What was the catalyst that made you start a page dedicated to qpoc tattooers?
The catalyst for me came from talking to QPOC tattooers online separately and realizing how many commonalities we had. I spoke to a lot of West Coast queer POC tattooers who were working towards opening their own spaces, and speaking to them was a breath of fresh air I didn't know I needed. I realized that if we had more of a network we could maybe create some level of culture of our own similar to what the mainstream queer tattooers instagram has created.
I was seeing levels of invisibility and exclusion for QPOC tattooer in online queer tattooing think pieces and community. At the same time I was noticing white queers engaging with appropriative and Orientalist tattooing being celebrated by queer tattoo spaces, while QPOC tattooers working in similar styles were not even getting visibility. That felt really unjust and upsetting, and through running the page I've discovered so many artists that didn't get the same level of air time from online queer tattoo spaces as white ones with larger followings, despite the quality and originality of their work being exceptional.
What has the reception been like for your Insta page qpoc.ttt? How has it enhanced or uplifted your own practice or experience?
The reception for qpoc.ttt has been a constant surprise. I started it as a whim and didn't realize the magnitude of it. I also didn't expect the level to which it's become a liaison between qpoc tattooers, and qpoc clients and white tattooers, queer or otherwise. It's been uplifting, and in some ways really scary because as a half-Indian person living in Vancouver I don't have the same stark experiences of racism that many followers from the United States do. I often question if I'm the best person to be running the page.
How did you learn to embrace your body, voice and experience in this world? What advice do you have for others trying to do the same?

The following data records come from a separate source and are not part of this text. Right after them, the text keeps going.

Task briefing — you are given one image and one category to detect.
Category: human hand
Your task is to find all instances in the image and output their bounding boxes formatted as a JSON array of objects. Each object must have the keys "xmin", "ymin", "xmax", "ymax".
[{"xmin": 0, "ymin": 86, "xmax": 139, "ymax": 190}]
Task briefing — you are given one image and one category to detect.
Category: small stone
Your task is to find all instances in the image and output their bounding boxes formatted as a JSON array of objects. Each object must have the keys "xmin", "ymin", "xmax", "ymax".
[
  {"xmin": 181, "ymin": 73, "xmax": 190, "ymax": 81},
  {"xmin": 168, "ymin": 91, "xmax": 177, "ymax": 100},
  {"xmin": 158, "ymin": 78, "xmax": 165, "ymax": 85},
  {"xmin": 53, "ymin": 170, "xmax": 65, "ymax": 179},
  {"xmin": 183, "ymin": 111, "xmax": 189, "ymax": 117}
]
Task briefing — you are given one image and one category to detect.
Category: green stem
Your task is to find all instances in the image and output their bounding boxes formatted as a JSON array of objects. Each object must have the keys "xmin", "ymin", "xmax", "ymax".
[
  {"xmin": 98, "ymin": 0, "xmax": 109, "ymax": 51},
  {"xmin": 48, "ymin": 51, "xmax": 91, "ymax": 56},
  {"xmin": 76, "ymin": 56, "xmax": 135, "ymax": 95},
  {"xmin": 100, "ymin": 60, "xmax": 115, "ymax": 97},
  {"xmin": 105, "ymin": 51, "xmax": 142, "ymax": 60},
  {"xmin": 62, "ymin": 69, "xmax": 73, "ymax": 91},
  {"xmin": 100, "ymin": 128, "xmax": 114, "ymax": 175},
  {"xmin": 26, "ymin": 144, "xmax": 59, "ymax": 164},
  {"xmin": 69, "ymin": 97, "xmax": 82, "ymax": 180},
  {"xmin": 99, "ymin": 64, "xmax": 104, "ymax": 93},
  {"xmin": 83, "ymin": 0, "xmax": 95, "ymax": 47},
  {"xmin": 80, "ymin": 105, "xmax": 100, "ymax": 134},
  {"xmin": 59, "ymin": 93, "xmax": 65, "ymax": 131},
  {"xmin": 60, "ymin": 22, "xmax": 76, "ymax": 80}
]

I really have a lot of discomfort with my body and voice and my experience. I am of the diaspora and I spent most of my life believing I would grow up to be white. I'm only now reckoning with my non-whiteness, and learning how I can express that as well as my queerness in ways that feel comfortable to me. For me, coming to terms with being brown meant recognizing how whitewashing some manifestations of queerness could be. For others trying to do the same, I encourage folks to unapologetically hustle for what they need. To build community, and build business and art and to not try to make it perfect, but to do the best you can with what you've got. To give feedback gently and carefully, and to not hold yourself or others, especially marginalized people, to unrealistic standards. Only fierceness and excellence can come from such a compassionate and honest environment.
Do you think gender/race relations are improving? How do you think others can become more aware or involved in making things more progressive?
Overall yes and no. I think that through tattooing as one example, people like me are gaining a voice that gets our stories heard. At the same time race relations are starting to hit a fever pitch internationally. Indigenous communities in Canada are contending with pipelines they don't want being forced across their land while our premier cries crocodile tears for reconciliation. In the states police violence against black folks is increasing in visibility and the abuses suffered by migrants at the hands of ICE are coming to light. Visibility for all these issues has increased to the point where it's inescapable. It's just a question of whether or not change will happen. With the rise of white supremacy and the Alt-Right in North America, it's more important than ever to build our allies and our communities and to hold one another close.